Win7 64-bit

Jonathan M Davis jmdavisProg at gmx.com
Mon Mar 7 10:33:11 PST 2011


On Monday, March 07, 2011 06:23:09 Stewart Gordon wrote:
> On 07/03/2011 02:10, Jonathan M Davis wrote:
> <snip>
> 
> > If you're using -cov, you probably want -unittest,
> 
> <snip>
> 
> I disagree:
> 
> - Most of the time I use -cov, it's to check the normal flow of program
> logic, rather than the unittests.  It's true that it *can* be used to
> check that the unittests cover all cases, but that's far from its only
> use.
>
> - Even if checking unittests were its only *practical* use, it would be
> arbitrary to program in a restriction explicitly.

I believe that the _common_ use case for -cov is to check the coverage of your 
unit tests, in which case you'd also need to use -unittest (that's what is 
_normally_ meant when talking about code coverage). However, there's nothing 
stopping you from using it when running your program normally.

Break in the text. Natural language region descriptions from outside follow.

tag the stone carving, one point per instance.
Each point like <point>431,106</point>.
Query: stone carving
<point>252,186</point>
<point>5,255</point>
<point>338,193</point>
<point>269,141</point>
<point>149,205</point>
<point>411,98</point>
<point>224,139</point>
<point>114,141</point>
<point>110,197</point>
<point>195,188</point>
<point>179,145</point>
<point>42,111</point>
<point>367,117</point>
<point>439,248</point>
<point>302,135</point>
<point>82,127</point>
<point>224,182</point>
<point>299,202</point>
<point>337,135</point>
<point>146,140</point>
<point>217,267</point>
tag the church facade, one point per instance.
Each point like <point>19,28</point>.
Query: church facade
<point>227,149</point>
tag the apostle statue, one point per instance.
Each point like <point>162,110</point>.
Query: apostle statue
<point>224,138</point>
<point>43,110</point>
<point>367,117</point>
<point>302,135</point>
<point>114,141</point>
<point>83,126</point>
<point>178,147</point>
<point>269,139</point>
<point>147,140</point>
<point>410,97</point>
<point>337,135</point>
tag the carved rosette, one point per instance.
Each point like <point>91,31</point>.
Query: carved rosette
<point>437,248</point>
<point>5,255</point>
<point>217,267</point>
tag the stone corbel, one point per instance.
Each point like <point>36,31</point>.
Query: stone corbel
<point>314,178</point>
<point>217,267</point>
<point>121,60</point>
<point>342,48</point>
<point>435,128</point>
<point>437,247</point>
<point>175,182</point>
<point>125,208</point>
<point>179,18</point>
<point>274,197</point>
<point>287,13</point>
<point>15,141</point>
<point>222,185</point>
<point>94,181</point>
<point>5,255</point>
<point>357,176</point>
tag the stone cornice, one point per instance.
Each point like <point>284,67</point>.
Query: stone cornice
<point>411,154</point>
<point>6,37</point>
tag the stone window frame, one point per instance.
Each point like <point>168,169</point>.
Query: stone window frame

> Moreover, does DMD have a Win64 (either runs on or compiles for) version? 
> Or is it just the normal Win32 version, running on your 64-bit system?  It
> would be useful if we could find out the circumstances in which this bug
> bites.

As far dmd itself goes, only a 32-bit binary exists, and Walter has no plans to 
create 64-bit version. In terms of compiling with dmd, Linux got 64-bit 
compilation (when you use -m64) with the latest release, but there are a number 
of things which will need to be sorted out before dmd will be able to compile 
64-bit programs on Windows (including having a 64-bit linker).